Let’s take millions of pounds from people, and hungry children, take the public sector’s attention away from delivering the vaccine which is all that will save us from Boris Johnson, and spend it all on a new law protecting things that no-one liked or noticed anyway, because Dead Lives Matter.
Let’s blame the Lefties, and the wokeists, and pompously opine with privately-educated vowels how ignorant the mob is being when it acts as people always have to symbolise the end of bad behaviour, which is to see if a statue can swim, or test its reaction to being firmly slapped with a flip-flop.
If you stop to think, this is a rather brilliant way of overthrowing a wrong-‘un. If you can topple a statue and it fails to do the 25-metre breast stroke, then it was probably a harmless lump of rock and the regime it represents can be similarly dismantled. Choose your moment well, and the only thing that dies is a tyrant’s ego.
Demanding protesters seek planning permission before testing the ability of a statue to shoot them in the head is silly, especially when you consider the fact that Mr Colston did not seek permission for slave-trading while making a lovely profit which he spent on charity only for people he approved of. Victorian Bristolians initially refused to fund his effigy, can’t think why, so it was paid for by some rich mates instead.
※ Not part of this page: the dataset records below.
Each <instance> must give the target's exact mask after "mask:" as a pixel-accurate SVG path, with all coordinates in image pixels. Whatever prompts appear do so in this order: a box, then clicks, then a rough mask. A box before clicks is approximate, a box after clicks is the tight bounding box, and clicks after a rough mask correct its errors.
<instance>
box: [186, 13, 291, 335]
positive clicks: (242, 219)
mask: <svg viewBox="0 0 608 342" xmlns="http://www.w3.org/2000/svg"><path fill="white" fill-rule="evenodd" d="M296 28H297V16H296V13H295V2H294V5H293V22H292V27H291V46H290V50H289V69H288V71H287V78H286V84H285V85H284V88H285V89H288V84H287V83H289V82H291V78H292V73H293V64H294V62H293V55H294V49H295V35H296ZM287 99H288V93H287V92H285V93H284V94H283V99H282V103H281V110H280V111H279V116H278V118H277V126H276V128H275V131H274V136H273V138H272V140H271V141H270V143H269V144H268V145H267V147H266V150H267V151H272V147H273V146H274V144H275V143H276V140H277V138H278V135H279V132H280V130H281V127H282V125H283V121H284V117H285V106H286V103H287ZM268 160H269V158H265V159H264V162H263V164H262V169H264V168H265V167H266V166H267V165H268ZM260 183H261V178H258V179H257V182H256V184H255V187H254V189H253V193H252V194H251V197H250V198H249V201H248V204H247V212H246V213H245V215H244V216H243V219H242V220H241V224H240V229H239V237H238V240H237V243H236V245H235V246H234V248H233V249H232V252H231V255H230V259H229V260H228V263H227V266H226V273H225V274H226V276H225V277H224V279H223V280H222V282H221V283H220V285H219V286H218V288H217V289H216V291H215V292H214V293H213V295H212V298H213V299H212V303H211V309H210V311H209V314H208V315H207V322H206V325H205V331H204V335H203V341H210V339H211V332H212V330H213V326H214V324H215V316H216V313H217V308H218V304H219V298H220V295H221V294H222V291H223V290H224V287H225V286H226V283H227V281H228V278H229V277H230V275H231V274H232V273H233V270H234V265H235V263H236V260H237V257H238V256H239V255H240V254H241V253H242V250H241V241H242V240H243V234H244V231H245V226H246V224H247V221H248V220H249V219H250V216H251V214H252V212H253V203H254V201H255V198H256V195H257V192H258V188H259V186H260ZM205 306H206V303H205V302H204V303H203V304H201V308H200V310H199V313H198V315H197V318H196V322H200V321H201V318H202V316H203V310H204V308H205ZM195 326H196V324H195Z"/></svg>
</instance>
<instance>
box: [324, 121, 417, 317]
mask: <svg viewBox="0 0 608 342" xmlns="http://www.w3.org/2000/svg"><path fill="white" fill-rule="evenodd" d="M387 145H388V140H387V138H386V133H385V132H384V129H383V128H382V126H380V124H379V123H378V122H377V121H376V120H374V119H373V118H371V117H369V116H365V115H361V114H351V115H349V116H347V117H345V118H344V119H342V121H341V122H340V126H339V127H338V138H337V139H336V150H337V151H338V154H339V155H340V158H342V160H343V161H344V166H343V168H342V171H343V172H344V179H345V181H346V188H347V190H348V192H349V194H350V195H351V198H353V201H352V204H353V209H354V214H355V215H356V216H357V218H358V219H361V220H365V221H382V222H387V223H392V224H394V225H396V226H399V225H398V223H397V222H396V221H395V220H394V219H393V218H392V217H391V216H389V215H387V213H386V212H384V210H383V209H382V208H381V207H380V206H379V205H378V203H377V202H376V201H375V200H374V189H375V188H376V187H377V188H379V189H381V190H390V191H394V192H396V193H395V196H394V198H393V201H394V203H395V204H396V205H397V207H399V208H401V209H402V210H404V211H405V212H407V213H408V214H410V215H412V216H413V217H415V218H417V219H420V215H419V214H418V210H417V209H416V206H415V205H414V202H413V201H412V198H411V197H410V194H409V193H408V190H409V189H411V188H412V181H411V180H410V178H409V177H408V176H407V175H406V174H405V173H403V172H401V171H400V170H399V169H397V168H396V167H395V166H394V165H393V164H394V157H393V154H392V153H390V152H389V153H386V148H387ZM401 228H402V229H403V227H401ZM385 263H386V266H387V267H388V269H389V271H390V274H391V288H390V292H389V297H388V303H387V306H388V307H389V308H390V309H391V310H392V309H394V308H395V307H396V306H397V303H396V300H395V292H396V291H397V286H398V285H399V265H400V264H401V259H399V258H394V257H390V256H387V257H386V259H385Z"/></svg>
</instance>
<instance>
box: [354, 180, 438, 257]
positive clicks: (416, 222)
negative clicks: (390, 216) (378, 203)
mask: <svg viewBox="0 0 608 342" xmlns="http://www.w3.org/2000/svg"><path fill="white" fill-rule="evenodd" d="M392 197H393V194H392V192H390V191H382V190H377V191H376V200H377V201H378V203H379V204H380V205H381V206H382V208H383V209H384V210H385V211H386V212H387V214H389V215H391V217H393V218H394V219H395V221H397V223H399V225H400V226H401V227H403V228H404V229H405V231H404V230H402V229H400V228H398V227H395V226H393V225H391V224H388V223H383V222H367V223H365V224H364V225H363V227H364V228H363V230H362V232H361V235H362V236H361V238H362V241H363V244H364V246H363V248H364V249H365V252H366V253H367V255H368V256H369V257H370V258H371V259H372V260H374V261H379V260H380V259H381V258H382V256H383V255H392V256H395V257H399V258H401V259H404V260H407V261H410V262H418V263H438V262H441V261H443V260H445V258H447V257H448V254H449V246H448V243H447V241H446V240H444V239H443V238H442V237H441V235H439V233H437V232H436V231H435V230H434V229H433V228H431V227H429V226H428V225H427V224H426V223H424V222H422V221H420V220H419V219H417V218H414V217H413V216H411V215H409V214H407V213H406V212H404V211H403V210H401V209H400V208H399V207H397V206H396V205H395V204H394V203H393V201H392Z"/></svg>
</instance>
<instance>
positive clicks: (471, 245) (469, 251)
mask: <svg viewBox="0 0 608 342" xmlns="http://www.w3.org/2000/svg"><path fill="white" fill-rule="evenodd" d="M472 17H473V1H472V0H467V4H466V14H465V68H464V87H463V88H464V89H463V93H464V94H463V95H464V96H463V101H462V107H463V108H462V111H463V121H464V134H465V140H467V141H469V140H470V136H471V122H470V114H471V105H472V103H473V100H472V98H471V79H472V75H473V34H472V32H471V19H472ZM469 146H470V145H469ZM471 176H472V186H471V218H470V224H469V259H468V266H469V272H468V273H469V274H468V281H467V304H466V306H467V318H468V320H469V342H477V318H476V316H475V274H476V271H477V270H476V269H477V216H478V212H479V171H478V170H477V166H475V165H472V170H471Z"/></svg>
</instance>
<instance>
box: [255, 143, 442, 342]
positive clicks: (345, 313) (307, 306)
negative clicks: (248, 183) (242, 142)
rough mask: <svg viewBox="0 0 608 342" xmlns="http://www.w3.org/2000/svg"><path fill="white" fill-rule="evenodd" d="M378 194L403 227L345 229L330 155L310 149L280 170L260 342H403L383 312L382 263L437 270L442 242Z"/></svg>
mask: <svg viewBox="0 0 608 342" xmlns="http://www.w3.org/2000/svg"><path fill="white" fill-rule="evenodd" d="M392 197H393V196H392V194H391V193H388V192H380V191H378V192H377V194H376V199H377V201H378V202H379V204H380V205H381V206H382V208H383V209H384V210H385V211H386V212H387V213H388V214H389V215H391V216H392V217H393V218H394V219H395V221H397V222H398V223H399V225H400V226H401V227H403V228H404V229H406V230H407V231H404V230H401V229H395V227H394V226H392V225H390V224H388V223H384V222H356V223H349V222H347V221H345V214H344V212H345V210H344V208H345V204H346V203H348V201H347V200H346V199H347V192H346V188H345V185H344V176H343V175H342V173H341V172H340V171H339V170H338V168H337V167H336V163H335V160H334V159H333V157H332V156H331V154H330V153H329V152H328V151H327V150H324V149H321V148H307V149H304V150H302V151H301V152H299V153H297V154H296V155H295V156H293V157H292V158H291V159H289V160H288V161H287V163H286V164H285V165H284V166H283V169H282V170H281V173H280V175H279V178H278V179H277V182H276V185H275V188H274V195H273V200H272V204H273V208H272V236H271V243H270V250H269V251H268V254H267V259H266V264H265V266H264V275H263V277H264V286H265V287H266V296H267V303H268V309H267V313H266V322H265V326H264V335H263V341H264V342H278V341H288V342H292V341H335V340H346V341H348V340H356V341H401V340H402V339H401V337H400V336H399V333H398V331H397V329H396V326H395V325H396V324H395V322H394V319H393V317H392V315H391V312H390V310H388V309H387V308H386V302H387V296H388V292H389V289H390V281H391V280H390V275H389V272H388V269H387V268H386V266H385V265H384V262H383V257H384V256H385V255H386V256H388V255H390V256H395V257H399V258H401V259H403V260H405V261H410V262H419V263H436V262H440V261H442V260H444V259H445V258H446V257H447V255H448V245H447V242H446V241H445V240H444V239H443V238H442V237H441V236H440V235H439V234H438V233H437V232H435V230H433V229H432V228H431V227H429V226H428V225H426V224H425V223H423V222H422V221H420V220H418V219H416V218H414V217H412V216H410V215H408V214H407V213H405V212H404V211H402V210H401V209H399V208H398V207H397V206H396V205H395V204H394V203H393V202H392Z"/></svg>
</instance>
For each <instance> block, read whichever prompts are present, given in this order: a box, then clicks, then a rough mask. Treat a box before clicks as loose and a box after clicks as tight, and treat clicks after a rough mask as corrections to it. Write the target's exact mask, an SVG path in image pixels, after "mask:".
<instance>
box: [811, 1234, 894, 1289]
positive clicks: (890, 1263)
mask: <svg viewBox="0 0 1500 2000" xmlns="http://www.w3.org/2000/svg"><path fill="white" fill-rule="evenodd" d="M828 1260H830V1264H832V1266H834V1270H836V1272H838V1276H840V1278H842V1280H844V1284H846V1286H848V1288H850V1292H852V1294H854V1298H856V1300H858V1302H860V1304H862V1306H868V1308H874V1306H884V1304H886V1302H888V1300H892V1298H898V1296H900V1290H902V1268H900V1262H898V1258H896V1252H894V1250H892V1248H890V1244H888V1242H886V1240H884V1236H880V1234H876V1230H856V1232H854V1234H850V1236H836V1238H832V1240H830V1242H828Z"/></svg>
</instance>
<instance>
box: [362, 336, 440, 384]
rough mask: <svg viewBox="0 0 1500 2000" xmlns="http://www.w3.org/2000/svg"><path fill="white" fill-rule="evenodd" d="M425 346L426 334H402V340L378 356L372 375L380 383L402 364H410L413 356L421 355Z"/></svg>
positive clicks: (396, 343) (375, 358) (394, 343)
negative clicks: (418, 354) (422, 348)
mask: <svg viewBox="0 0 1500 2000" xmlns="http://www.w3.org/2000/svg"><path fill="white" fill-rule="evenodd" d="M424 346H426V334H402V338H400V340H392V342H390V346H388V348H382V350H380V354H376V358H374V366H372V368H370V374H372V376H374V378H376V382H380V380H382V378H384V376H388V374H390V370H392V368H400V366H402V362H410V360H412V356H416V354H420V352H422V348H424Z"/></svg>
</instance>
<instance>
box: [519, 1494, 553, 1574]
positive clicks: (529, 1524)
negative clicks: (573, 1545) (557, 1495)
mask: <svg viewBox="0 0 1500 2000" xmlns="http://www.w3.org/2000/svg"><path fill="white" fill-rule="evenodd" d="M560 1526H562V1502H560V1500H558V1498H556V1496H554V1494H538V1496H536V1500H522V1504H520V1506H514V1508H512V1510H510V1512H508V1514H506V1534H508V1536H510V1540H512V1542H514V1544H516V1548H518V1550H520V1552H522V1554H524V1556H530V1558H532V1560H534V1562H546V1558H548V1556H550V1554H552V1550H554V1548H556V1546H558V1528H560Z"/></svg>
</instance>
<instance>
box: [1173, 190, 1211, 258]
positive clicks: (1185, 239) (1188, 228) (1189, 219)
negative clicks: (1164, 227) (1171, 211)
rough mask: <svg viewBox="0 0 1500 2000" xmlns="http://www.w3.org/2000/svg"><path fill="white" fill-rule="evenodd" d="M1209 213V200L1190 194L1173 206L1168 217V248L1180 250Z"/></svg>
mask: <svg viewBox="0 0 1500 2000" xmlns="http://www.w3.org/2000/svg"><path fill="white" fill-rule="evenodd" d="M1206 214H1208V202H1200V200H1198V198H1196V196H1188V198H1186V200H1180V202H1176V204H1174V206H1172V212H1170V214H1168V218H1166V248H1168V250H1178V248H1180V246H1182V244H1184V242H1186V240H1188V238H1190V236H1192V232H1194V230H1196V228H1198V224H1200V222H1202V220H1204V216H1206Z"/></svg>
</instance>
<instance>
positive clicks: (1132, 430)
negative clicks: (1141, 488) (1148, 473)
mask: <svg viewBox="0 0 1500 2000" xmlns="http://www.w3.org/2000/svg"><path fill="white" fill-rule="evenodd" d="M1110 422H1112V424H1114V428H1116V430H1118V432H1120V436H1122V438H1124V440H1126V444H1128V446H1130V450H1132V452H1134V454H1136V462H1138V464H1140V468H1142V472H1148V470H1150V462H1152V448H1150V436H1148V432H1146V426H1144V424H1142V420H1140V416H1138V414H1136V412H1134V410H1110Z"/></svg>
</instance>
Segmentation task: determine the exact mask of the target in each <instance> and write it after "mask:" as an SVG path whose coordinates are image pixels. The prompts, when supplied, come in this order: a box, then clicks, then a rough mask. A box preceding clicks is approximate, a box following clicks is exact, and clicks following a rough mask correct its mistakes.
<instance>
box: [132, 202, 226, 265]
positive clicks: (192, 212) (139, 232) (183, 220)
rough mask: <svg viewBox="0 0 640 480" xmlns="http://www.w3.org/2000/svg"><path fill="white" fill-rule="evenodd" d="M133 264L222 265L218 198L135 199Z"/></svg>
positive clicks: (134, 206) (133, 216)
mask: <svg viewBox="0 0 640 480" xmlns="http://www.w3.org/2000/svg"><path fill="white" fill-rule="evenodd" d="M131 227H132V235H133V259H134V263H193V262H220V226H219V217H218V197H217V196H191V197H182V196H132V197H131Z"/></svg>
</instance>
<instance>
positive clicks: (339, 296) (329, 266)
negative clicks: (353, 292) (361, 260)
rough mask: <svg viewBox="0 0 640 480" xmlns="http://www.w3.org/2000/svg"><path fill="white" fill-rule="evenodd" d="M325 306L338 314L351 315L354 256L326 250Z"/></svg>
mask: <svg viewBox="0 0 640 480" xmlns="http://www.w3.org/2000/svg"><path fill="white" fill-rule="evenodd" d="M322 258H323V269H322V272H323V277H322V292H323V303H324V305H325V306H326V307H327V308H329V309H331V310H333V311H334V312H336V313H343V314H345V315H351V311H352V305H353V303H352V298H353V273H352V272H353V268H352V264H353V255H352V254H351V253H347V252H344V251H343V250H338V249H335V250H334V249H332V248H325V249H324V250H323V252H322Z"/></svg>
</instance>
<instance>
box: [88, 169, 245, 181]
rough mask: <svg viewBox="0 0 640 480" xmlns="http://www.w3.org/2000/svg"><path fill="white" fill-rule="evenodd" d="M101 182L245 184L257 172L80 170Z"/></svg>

A ‘mob’ is defined as a large crowd of people intent on causing trouble. The worst one we have at the moment – the one that ignores the law, shows no sign of intelligence, and damages every single thing it lays its hands upon – is called the government.
And so I entirely agree with its demand that its worst excesses be curbed with legislation, banning all members of it from ever being a member of anything except the Bullingdon Club ever again. They should be in a museum, considered in context, and then dumped in the river just to be sure.